C’est dommage. C’est un peu loin, la place des Vosges. Un peu loin de chez moi. Deux mille sept cents mètres exactement. A l’aller, ça va, ça descend : la rue des Carmes, la place Maubert, le boulevard Saint-Germain, le Pont de Sully, la rue du Petit Musc et puis, au bout de la rue Beautreillis, le pavillon du Roi qui vous ouvre son passage vers la Place.

Elle est belle, cette place. Elle est carrée, pas grandiose, mais belle, royale, à taille encore humaine, avec ses toits noirs et pentus, ses hautes cheminées et ses chiens assis, ses  oeils-de-bœuf et ses grandes fenêtres à petits carreaux, ses façades uniformes de briques rouges et de pierre blanche et ses sombres arcades. Au centre du carré, la statue de Louis XIII et autour, le jardin.
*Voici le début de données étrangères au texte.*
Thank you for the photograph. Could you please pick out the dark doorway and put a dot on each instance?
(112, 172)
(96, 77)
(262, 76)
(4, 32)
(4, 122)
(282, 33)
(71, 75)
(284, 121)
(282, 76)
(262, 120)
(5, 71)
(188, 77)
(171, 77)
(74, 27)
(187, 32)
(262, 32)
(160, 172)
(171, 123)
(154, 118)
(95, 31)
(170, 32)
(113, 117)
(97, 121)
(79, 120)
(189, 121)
Pas très chaleureux, le jardin, mais calme. C’est vrai qu’il est calme ce jardin, strictement à la française, parfaitement symétrique, avec ses allées rayonnantes et ses quatre fontaines. Je choisis le banc le moins humide et je m’assieds face à l’une d’elles et je regarde l’eau qui tombe.

Ils sont arrivés derrière moi sans que je les entende. C’est un groupe d’une vingtaine de gilets jaunes qui envahit la place : engoncés dans leurs anoraks molletonnés qu’ils ont recouvert du gilet traditionnel, le bonnet enfoncé sur les oreilles jusqu’au ras des yeux, ils piétinent les pelouses, ils crient, ils courent, ils se bousculent. Deux d’entre eux s’observent puis, les mains avant, les doigts crochus, se jettent l’un sur l’autre en grimaçant. Ailleurs, un groupe se forme, semble se concerter et d’un coup, d’un cri, fonce en hurlant vers la fontaine. Ils sont infatigables, ils font l’avion, le gros lion qui rugit, le chat qui court après la souris, ils rient, ils tombent. Mais l’un d’entre eux se relève et ouvre vers le ciel une large bouche muette. Deux secondes et il se met à pleurer, fort. L’avion, le lion, le chat et la souris se figent. Les yeux fermés, ruisselant de larmes, le blessé titube vers une jeune femme en doudoune qui se penche vers lui en ouvrant ses bras pour l’accueillir. Maintenant, tous les gilets jaunes sont rassemblés autour du couple enlacé, compatissants, inquiets, silencieux. Enfin, tout se calme. Et puis, de toute façon, c’est l’heure de partir. Alors, sagement, chacun va saisir une des poignées de la corde qui trainait par terre et, comme une grosse chenille bariolée, ils ondulent vers la maternelle. Ils ont trois ans, peut-être quatre.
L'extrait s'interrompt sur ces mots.